All that rich land, where over Nilus trailes
Of his wett robe the slymy seedy train,
With millions of mourning cries bewailes
Of ev'ry kind their first begotten slain.
Against this plague no wealth, no worth prevailes:
Of all that in the tentes of Cham remayn,
Who of their house the propps and pillers were,
Themselves do fall, much lesse can others beare.
Mean while, as while a black tempestuous blast
Drowning the earth in sunder rentes the skies,
A Shepheard wise to howse his flock doth haste,
Taking nere waies, and where best passage lies:
God from this ruine, through the barrain waste
Conducts his troupes in such or safer wise:
And from the seas his sheepe he fearelesse saves,
Leaving their wolves intombed in the waves.
But them leaves not untill they were possest
Of this his hill, of this his holy place,
Whereof full Conquest did him, Lord, invest,
When all the dwellers fledd his peoples face,
By him subdu'd, and by his hand opprest;
Whose heritage he shared to the Race,
The twelve-fold race of godly Israell,
To lord their landes, and in their dwellings dwell.

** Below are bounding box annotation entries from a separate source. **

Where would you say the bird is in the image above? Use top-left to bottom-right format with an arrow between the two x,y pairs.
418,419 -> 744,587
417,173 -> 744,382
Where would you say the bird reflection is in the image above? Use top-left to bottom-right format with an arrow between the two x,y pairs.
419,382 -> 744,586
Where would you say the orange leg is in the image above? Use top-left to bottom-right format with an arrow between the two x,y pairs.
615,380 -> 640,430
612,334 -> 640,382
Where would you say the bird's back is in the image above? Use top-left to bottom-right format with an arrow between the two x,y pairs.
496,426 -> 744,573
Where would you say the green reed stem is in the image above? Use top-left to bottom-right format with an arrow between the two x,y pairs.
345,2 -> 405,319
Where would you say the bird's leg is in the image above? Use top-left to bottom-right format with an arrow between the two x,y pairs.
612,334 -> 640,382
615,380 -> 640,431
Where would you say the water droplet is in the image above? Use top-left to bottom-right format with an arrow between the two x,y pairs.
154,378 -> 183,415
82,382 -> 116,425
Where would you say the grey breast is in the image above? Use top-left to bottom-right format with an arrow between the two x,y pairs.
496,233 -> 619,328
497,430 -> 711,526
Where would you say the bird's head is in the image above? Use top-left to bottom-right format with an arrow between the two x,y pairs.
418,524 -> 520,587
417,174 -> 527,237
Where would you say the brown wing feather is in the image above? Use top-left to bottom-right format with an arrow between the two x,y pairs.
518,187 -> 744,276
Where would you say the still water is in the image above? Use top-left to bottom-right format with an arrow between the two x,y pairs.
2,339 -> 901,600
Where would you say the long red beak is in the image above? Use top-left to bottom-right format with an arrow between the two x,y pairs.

But what availes? not yet they make an end
To tempt high God, and stirre his angry gall:
From his prescript another way they wend,
And to their fathers crooked by-pathes fall.
So, with vaine toile, distorted bowes we bend:
Though level'd right, they shoote not right at all.
The idoll honor of their damned groves,
When God it heard, his jealous anger moves.
For God did heare, detesting in his hart
The Israelites, a people soe perverse:
And from his seate in Silo did depart
The place where God did erst with men converse;
Right well content that foes on every part
His force Captyve, his glory should reverse:
Right well content (so ill content he grew)
His peoples bloud should tyrantes blade imbrue.

170

Soe the yong men the flame of life bereaves:
The virgins live despair'd of mariage choise:
The sacred priests fall on the bloudy glaives;
No widow left to use hir wailing voice.
But as a knight, whome wyne or slumber leaves,
Hearing alarm, is roused at the noise:
Soe God awakes: his haters fly for feare,
And of their shame eternall marks do beare.
But God chose not, as he before had chose,
In Josephs tents, or Ephraim to dwell:
But Juda takes, and to Mount Syon goes,
To Syon mount, the mount he loved well.
There he his house did castle-like enclose;
Of whose decay no after times shall tell:
While her own weight shall weighty earth sustain,
His sacred seate shall here unmov'd remain.
And where his servant David did attend
A shepherds charge, with care of fold and field:
He takes him thence and to a nobler end
Converts his cares, appointing him to shield
His people which of Jacob did descend,
And feede the flock his heritage did yeld:
And he the paines did gladly undergoe,
Which hart sincere, and hand discreet did show.